MailChimp Switches to Single Opt-In By Default mjtsai.com

Graham Cluley:

The only saving grace is that the better-managed newsletters ask you to confirm that you really really want to receive emails from them. They do this by sending a single email – normally with a clickable confirmation link – to the email address entered on their subscription form.
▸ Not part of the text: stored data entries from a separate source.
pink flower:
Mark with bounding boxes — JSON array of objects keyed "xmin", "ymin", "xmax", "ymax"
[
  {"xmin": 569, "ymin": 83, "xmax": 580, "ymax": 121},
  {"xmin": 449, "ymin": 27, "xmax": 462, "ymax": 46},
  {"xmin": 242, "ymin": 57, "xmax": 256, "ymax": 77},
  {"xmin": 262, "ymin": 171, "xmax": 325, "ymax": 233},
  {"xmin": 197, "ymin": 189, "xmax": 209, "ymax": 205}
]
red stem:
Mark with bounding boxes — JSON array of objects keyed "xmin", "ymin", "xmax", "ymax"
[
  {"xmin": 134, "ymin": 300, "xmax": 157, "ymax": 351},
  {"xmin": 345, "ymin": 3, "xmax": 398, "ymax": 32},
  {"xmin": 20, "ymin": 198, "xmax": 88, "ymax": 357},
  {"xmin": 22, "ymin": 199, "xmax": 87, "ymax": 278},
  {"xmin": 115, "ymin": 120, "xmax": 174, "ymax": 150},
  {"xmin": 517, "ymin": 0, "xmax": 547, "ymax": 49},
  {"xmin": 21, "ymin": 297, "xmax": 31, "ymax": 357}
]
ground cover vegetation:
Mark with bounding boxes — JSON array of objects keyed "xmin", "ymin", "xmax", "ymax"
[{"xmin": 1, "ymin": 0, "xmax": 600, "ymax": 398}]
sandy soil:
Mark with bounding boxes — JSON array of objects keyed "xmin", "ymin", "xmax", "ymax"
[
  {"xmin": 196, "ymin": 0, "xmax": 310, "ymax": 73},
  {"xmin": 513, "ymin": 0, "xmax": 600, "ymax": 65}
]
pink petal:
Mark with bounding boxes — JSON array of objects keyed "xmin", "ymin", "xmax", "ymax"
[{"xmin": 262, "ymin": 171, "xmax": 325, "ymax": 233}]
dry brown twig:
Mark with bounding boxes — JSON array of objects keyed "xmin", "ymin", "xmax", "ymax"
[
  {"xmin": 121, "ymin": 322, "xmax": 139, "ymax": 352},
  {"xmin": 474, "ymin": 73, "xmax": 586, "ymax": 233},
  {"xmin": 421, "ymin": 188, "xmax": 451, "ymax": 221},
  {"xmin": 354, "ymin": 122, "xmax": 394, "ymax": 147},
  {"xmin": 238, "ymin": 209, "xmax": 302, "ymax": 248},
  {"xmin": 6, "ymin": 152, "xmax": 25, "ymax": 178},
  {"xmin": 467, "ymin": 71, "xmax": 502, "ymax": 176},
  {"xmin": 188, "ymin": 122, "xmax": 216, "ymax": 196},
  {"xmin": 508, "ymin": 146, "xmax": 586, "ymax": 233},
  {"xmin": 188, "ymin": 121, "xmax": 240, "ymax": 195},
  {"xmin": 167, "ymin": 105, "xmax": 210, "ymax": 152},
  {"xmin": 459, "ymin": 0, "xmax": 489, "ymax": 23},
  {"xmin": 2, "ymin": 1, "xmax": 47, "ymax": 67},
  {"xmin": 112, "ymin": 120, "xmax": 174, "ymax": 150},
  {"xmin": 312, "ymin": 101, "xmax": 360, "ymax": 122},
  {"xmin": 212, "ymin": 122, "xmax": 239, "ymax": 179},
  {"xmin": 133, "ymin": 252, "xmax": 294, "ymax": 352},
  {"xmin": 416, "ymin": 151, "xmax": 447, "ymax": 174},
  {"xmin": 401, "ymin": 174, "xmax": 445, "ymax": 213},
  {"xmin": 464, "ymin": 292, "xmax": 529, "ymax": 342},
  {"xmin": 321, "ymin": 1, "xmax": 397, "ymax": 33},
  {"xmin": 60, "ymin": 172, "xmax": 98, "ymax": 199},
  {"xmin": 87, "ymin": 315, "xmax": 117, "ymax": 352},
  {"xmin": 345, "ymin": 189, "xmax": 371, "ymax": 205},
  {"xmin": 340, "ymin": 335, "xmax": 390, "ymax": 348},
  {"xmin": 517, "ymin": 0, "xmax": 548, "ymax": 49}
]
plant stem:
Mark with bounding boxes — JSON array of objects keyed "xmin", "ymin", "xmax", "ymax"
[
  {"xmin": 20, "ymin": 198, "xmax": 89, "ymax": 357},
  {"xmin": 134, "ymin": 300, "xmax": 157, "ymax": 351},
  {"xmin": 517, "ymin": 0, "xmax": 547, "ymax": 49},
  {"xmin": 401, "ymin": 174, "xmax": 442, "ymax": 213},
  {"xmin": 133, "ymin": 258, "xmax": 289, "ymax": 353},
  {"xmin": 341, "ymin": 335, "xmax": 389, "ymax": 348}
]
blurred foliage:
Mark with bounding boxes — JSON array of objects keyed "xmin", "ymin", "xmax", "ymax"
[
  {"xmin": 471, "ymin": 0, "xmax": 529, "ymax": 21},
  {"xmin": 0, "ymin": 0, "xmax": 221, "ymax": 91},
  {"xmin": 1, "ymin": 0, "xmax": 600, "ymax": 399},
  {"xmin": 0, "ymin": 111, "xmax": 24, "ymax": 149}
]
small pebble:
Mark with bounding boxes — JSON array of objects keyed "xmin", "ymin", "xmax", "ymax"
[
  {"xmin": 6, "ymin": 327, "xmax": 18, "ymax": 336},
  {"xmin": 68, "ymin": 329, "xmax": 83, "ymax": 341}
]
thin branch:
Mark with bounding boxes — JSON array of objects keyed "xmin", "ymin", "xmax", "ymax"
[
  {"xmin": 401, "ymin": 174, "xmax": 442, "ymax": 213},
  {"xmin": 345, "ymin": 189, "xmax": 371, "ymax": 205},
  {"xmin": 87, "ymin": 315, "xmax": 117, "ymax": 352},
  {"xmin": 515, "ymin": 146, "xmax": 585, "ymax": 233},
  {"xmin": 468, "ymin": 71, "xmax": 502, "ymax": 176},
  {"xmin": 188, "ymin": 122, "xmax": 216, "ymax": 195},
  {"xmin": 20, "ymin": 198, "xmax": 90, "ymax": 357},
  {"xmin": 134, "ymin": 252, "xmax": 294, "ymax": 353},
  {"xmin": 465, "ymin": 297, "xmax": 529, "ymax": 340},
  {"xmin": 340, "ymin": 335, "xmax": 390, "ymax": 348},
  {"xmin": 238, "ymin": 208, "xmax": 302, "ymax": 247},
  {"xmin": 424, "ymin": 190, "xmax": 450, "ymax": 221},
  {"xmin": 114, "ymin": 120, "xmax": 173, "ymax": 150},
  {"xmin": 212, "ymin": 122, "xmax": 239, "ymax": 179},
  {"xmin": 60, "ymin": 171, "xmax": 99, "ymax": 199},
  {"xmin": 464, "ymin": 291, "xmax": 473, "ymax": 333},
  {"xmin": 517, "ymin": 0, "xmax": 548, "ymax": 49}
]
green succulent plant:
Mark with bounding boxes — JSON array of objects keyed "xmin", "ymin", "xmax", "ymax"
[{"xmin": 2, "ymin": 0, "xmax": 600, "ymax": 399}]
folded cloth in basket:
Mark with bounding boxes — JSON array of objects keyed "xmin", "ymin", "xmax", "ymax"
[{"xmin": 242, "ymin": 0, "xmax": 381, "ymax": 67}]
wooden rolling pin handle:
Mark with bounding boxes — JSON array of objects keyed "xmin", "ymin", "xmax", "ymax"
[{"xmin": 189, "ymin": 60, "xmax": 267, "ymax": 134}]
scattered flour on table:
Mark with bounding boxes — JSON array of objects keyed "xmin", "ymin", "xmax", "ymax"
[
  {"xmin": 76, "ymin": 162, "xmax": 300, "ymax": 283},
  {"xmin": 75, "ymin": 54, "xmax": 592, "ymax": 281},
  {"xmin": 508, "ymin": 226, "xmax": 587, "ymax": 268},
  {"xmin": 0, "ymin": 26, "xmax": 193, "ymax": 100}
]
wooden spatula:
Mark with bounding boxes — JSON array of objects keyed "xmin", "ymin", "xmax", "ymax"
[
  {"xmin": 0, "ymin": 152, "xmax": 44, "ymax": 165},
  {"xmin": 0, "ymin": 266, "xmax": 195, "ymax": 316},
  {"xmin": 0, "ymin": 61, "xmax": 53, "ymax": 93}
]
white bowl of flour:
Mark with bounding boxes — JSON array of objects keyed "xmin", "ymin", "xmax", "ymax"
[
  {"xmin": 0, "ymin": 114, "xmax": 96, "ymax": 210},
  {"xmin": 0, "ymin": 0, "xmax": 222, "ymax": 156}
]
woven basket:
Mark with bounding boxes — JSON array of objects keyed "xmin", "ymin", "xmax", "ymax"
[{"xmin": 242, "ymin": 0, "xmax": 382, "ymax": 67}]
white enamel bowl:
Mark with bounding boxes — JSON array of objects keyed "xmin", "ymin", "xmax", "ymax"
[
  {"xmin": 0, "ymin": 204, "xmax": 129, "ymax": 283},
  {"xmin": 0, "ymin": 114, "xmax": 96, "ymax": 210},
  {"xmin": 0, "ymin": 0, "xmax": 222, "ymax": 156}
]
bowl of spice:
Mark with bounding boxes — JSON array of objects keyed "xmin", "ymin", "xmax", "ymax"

If you don’t respond to the confirmation email, you don’t get any follow-up emails. That’s how things are supposed to work. And it’s called double opt-in.

MailChimp:

Rather, as the majority of companies have moved to single opt-in, recipients have become re-educated on how email marketing confirmation works. Today, most people don’t expect or look for a double opt-in confirmation message when they subscribe to a newsletter.

Indeed, we’ve seen double-opt in rates within MailChimp slip to 39%. This means 61% of people start but do not finish the double opt-in process.

Maybe that’s because some people are given the opportunity to not be spammed, either when they perhaps didn’t intend to subscribe to a company’s emails, or perhaps they had the chance to second-guess their subscription after seeing their already-full inbox. That’s a good thing.

Via Michael Tsai, who writes:

For what it’s worth, nearly all the newsletters I subscribe to still use double opt-in.

Two things have saved my inbox from becoming a complete disaster over the past couple of years: double opt-in, and iOS’ prompt to unsubscribe from newsletter emails.

This announcement from MailChimp coincides with Julia Angwin’s report for ProPublica explaining how easily thousands of malicious subscriptions overwhelmed her email inbox and prevented her from doing her job.